What does it mean? One possible explanation is that in reacting to shared experiences of the market's ups and downs, each cohort is learning a lesson based on its unique experiences and timelines. Younger Boomers and Gen X/Y who have more time ahead of them and fewer visceral experiences except experiences of hard times are taking a better-safe-than-sorry approach and ramping back their receptivity to any risk. The yield may be meager, but at least it isn't negative, and they take great solace in knowing that the money they save will be available when they need it.
Retirees remember if not the recession, then the 1960s when the elderly—their parents—were the poorest of all Americans. Although retirees have the least time to worry about, they are cognizant of the fact that they may have more time than they saved or planned for.
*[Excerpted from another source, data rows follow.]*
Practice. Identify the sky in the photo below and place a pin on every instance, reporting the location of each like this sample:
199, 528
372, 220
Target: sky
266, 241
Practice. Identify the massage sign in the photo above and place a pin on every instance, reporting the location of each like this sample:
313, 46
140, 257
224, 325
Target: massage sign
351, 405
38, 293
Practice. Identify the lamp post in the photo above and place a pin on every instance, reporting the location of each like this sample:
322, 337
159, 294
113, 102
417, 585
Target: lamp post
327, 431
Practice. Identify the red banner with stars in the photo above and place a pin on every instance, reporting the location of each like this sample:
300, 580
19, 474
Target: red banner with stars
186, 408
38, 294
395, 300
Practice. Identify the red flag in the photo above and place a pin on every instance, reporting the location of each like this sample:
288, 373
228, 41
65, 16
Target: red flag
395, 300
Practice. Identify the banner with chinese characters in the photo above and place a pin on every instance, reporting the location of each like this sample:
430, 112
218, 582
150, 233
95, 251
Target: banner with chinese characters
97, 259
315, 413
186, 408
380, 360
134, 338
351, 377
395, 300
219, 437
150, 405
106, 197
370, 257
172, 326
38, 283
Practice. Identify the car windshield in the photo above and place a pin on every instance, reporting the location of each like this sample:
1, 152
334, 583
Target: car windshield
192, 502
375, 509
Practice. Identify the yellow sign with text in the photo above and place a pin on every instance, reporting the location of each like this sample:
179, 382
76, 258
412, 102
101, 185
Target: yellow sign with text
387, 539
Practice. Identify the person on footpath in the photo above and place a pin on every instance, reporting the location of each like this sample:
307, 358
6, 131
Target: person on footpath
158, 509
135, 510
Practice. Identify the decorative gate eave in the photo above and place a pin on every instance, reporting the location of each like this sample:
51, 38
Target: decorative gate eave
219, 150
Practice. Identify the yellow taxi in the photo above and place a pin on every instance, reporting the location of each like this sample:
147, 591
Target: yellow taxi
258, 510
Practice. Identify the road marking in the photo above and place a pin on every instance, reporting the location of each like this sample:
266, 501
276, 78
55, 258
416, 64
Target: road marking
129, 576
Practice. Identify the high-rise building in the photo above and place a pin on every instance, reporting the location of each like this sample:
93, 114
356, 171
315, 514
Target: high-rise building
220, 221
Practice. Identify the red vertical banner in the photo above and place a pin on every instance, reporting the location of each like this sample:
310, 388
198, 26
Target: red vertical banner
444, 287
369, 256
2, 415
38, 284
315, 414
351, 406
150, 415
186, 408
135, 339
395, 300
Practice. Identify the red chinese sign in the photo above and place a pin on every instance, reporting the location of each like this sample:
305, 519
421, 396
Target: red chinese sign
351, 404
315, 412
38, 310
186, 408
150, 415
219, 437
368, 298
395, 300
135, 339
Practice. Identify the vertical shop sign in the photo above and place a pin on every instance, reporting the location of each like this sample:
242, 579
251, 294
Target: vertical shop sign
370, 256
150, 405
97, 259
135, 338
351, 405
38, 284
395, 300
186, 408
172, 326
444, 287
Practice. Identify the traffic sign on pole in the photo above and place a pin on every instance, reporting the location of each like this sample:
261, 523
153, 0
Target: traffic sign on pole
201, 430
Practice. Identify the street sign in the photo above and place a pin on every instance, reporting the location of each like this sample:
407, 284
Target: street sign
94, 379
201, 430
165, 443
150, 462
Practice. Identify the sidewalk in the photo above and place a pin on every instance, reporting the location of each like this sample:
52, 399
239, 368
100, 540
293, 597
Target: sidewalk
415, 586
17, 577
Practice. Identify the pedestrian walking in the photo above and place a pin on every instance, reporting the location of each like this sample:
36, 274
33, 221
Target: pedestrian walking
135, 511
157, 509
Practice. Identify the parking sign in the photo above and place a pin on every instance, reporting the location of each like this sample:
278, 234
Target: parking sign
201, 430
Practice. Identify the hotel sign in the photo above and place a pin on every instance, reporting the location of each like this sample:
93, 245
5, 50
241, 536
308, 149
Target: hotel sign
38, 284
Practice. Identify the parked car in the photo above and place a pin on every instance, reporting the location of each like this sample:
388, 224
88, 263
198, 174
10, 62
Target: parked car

They also have seen enough markets that go up and down and sideways that they know what the risks are as well as the costs of not taking some risks. Putting some of their savings in a place where they may see a higher yield makes sense provided the proportion and the risk are manageable. Because they are already retired, they know what they need to live on, so any savings that they put at risk would be above that floor.
The older Boomers and other nonretired households are stuck in the middle again. They have lived long enough to be familiar with all types of markets, although for most of their saving and investing lives, most of their experience (until now) has been of long up markets punctuated by short mild recessions. The amount of time they have to look forward to remains much an unknown as life expectancy continues to increase. Many Boomers have lived in denial of growing older, relying on modern medicine to treat the inconveniences of aging, and on soaring portfolios and real estate to address their future asset needs. As the inevitable health degeneration becomes unignorable and as their homes and nest eggs have shrunk, this group has seen the greatest increase in the uncertainties they face. It is not clear how these uncertainties will pan out for the Older Boomers—the assertions that they will simply work longer may not be possible or sustainable. Their trust in financial intermediaries, institutions, and regulators has eroded significantly right when they need them the most. They are pushed to take on more risk to maximize their returns for retirement right when they have learned the lesson and value of regular saving, compounding over time, asset allocation, and safety. And just to make the challenge more interesting, this cohort is the one that will be inheriting, rolling over, consolidating, and redeploying its significant assets in the near term. For the Older Boomers and other nonretired households, the risks are greater, the returns are lower, and the way forward is the most nebulous.